13 laurel road - an interactive fiction game about the relationships we have with places and reconciling with trauma. You play as a young man named Noah who has been tasked with picking up some things from his cousin’s old house.
domvs - a gothic mystery game in which you rely on your environment to uncover the truth.
flesh, blood, & concrete - you find yourself in a vast, empty apartment complex.
i am still here - a short, unconventional ghost story and vignette reflecting on the end of a long lockdown.
vacant - Film a ghost-hunting show.
something bad happened to you, and you died, and you came back wrong.
not wrong all the way. the little ways. you forget important dates, stopped going out with friends. it's harder to make you smile. you're apathetic towards things you used to love, afraid of places you used to go to cheer up. quieter. flinching. different.
you came back for love. you're still here for love. what pulled you back was a brightness so loud that even death couldn't outshout it. death heard the call and smiled at you and said okay. go home. somebody is waiting for you.
but you came back different. like lot's wife; you've turned into salt. you used to chirp through life in hops and skips; but now you lose skin just standing up. you have to move slower, skimming across this world without-touching-it. most things feel dull - until they're suddenly all-too-much. life, and being alive just rushes up and over you and you get hopelessly crushed.
you try to explain it to them: it is ugly, but this is what you are, now. the huge golden hoop of your halo now a little bronze ring. you are still watering your plants and wearing the same clothes. after all, you worked hard to come home. this life; so odd and off-color, now that you are wrong.

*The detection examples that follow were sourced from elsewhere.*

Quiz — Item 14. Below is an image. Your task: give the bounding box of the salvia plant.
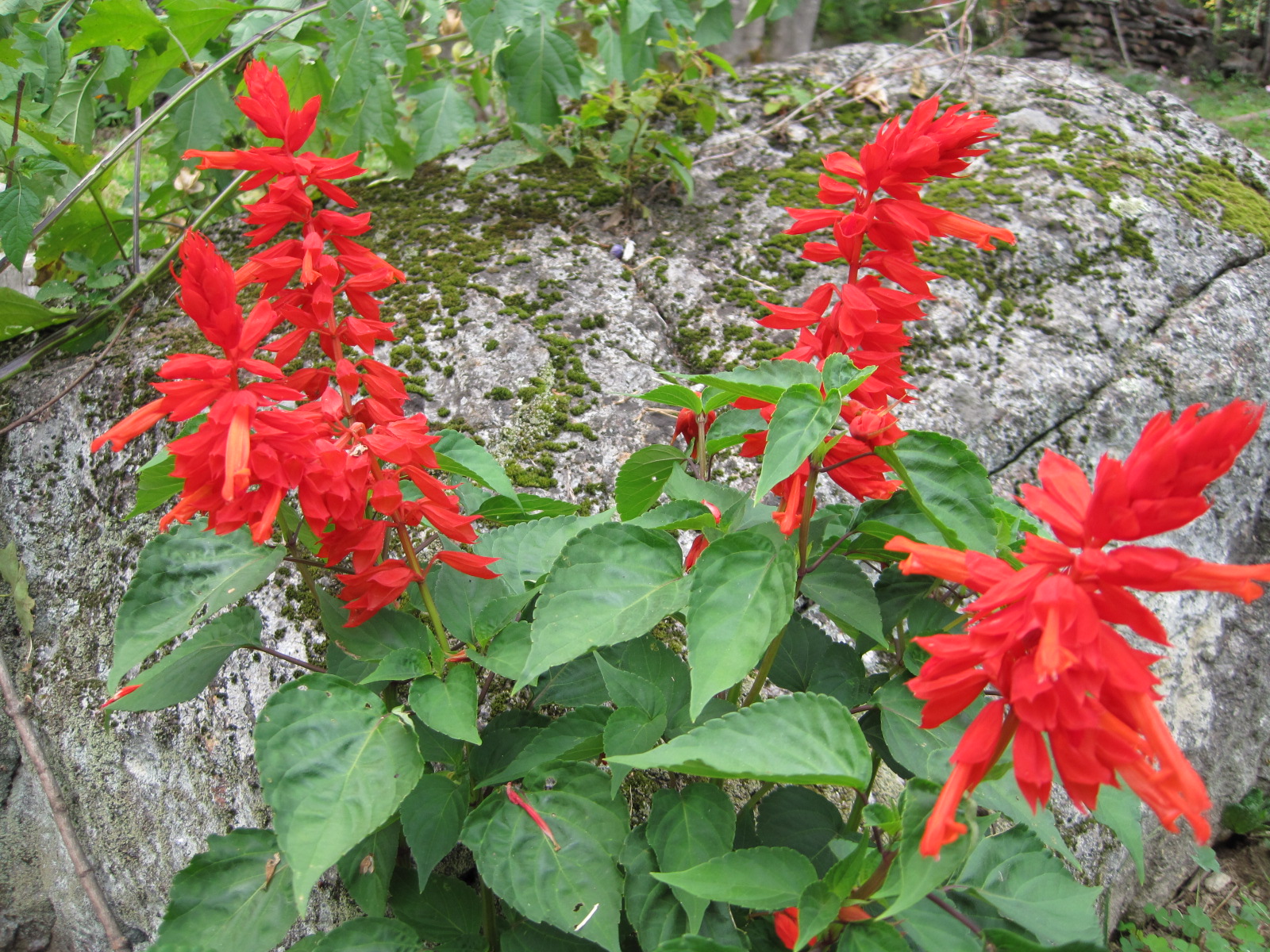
[94,62,1270,952]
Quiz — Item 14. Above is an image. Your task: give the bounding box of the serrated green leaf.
[335,823,402,916]
[688,360,821,404]
[0,542,36,635]
[400,773,468,889]
[391,867,481,943]
[757,787,843,878]
[652,846,817,910]
[299,918,419,952]
[462,791,626,952]
[495,14,582,125]
[67,0,163,56]
[612,694,872,789]
[150,829,296,952]
[106,519,287,693]
[878,430,997,555]
[256,674,424,910]
[645,783,737,931]
[802,555,887,646]
[410,664,481,744]
[754,383,841,500]
[481,706,612,787]
[768,614,872,707]
[414,80,477,163]
[110,605,263,711]
[614,446,688,522]
[358,647,432,684]
[686,525,798,717]
[429,432,523,509]
[316,589,432,677]
[521,523,688,681]
[957,827,1103,946]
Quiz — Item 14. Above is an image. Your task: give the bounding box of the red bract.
[738,97,1014,533]
[887,401,1270,855]
[93,62,495,624]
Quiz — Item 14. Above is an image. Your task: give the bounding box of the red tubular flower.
[887,401,1270,855]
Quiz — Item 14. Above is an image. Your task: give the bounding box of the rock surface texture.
[0,46,1270,952]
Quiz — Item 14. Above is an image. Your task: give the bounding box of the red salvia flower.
[887,401,1270,855]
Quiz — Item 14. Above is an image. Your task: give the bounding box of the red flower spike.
[887,401,1270,855]
[506,783,560,853]
[97,684,141,711]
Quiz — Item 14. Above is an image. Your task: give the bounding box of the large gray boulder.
[0,46,1270,952]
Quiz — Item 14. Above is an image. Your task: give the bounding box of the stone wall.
[1024,0,1209,71]
[0,46,1270,952]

but they waited for you - it's just that they wanted the "you" that happened before this. the "you" that could sing in the show and hug people tight and look at a blade without breaking down to cry. the you with a smile in pictures. god, holyshit, it's like looking at a completely different person, isn't it. that other-you; the one they actually wanted.
you are the consolation prize. you are the body that forgot the ghost. you are the memory of the bad thing, and the death after; like you are wearing that memory as a banner. you are a fragment, an assembly. simulacrum. you don't make eye contact in mirrors, afraid the light will glance off and your true nature will flash back at you.

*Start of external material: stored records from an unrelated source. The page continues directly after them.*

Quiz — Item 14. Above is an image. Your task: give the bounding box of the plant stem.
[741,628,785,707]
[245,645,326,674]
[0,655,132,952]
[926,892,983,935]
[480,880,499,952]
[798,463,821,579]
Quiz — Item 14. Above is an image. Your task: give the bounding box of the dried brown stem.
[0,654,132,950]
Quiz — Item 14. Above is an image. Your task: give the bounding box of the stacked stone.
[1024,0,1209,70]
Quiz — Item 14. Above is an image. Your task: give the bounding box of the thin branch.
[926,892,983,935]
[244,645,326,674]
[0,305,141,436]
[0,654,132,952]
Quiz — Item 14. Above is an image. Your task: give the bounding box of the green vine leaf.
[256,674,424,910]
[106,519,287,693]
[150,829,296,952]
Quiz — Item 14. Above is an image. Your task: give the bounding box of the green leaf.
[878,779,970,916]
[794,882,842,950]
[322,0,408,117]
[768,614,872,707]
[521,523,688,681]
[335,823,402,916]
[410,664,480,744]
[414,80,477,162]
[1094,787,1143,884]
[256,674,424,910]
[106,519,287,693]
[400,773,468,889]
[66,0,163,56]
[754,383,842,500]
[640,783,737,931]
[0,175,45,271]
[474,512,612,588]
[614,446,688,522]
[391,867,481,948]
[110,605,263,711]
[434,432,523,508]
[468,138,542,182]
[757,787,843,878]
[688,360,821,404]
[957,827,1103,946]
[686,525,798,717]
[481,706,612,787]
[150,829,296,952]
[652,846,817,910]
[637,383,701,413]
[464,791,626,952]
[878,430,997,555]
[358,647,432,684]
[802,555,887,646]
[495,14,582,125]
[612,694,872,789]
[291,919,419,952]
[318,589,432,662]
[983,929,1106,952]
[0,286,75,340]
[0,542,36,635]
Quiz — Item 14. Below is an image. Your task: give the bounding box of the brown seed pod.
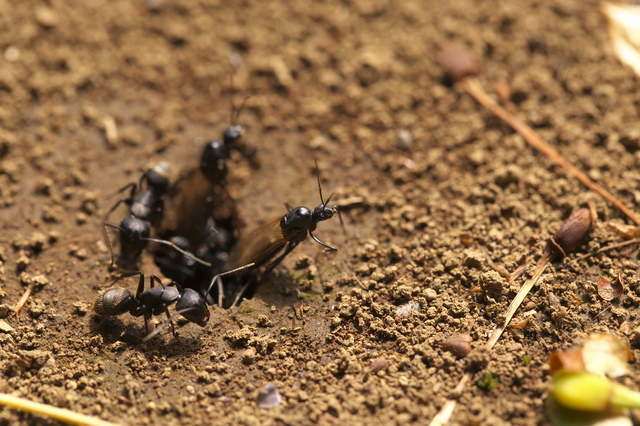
[547,209,591,259]
[438,42,478,82]
[440,334,473,358]
[598,272,624,302]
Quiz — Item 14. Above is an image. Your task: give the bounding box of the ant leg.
[130,272,147,299]
[144,314,156,334]
[309,231,338,251]
[102,223,121,268]
[140,238,212,267]
[263,243,299,276]
[164,310,178,339]
[149,275,165,287]
[229,280,252,309]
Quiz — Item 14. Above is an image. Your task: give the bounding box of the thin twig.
[0,393,120,426]
[460,76,640,225]
[13,283,35,317]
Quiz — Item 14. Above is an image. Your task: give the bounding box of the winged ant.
[104,161,211,266]
[226,159,342,306]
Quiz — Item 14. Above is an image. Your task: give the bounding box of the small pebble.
[257,383,282,409]
[396,302,420,317]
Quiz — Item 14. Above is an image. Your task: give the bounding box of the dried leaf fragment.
[600,1,640,75]
[598,273,624,302]
[549,333,632,378]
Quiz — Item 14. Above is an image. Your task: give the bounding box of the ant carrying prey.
[104,161,210,266]
[93,265,253,341]
[226,159,342,305]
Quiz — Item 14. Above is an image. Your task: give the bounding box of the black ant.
[105,161,171,223]
[104,161,211,266]
[221,159,342,305]
[93,265,252,341]
[162,97,248,250]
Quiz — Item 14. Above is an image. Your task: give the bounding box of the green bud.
[552,371,640,411]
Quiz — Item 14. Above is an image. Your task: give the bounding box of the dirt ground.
[0,0,640,425]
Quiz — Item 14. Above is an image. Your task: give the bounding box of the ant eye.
[282,207,313,228]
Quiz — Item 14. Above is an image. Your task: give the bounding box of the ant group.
[104,161,210,266]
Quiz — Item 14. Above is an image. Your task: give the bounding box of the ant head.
[176,288,209,327]
[200,141,228,183]
[222,124,244,147]
[145,161,171,192]
[313,200,337,222]
[280,207,314,229]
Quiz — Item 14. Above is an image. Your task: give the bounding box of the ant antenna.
[140,238,211,267]
[204,262,255,307]
[313,157,324,206]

you hear them talk about it in their hushed, desperate whispers. sometimes they even admit it to your face; harsh and violent, acid thrown at christmas dinner. god, can you just fucking be normal again. you do not remember what normal is. you had to climb so far to get back here; you are far too exhausted. you want to open the glass door of your heart and show all the gears. can you help resolve whatever got messed up?
you try so, so hard. you came back for them. because you believed they would love you, even when you were so horribly broken. because you believed they would be patient. because you believed unconditional meant "without exception." you cannot do things the same way. you just get tired too quickly these days.

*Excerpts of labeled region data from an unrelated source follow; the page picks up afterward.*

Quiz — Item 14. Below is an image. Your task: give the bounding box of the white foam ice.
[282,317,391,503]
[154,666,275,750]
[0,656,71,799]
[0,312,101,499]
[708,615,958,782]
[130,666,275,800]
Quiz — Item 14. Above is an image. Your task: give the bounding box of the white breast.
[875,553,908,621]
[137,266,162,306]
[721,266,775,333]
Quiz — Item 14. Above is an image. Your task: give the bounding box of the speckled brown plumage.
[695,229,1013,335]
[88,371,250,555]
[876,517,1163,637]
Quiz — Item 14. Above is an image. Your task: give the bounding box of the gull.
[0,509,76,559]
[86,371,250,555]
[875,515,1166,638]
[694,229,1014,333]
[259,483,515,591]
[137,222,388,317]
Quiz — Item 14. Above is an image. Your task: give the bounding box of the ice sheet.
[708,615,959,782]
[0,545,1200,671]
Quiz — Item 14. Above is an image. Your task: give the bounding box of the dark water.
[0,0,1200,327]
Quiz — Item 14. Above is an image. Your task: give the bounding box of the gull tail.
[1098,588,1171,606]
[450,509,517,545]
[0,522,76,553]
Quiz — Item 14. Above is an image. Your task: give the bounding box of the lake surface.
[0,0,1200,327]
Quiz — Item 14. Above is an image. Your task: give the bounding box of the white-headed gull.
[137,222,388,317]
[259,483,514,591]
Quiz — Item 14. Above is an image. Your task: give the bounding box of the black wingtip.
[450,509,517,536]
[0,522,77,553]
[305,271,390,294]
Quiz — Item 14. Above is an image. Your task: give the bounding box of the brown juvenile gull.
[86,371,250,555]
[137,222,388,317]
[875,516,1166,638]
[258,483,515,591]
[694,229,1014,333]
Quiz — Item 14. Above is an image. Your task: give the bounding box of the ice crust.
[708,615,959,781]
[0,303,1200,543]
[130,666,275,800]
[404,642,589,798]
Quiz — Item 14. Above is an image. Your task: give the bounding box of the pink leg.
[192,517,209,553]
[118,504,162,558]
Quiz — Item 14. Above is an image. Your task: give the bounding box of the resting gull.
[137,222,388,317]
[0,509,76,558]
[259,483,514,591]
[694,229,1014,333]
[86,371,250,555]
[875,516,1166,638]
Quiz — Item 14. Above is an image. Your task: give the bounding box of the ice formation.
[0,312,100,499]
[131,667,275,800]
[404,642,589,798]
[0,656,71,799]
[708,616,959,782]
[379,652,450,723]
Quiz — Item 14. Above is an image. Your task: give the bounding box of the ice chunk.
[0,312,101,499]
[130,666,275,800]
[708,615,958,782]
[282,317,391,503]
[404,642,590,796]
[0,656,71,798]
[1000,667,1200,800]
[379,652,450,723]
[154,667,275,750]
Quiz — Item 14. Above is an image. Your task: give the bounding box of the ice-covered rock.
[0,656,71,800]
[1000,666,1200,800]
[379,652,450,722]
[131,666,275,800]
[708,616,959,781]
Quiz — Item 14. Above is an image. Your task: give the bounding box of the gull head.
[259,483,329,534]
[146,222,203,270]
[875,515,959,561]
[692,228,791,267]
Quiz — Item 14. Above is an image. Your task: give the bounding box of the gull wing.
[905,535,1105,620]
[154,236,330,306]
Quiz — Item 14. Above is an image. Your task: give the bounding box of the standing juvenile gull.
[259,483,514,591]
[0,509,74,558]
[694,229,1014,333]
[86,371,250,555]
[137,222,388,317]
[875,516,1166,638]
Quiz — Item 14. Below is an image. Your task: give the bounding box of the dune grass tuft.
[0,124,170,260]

you want to put them on a couch and pour them the tea with hands that shake more than they remember. you want to line them up and draw them a map of where you have had to wander. you want to show every bruise in a backsplash; the little helpless ant of your soul carrying all that weight, over and over. you want to say: yes! it is different! but i did it for love!
you want to say: "i'm not the same, but i'm yours and i'm here. can that be enough?"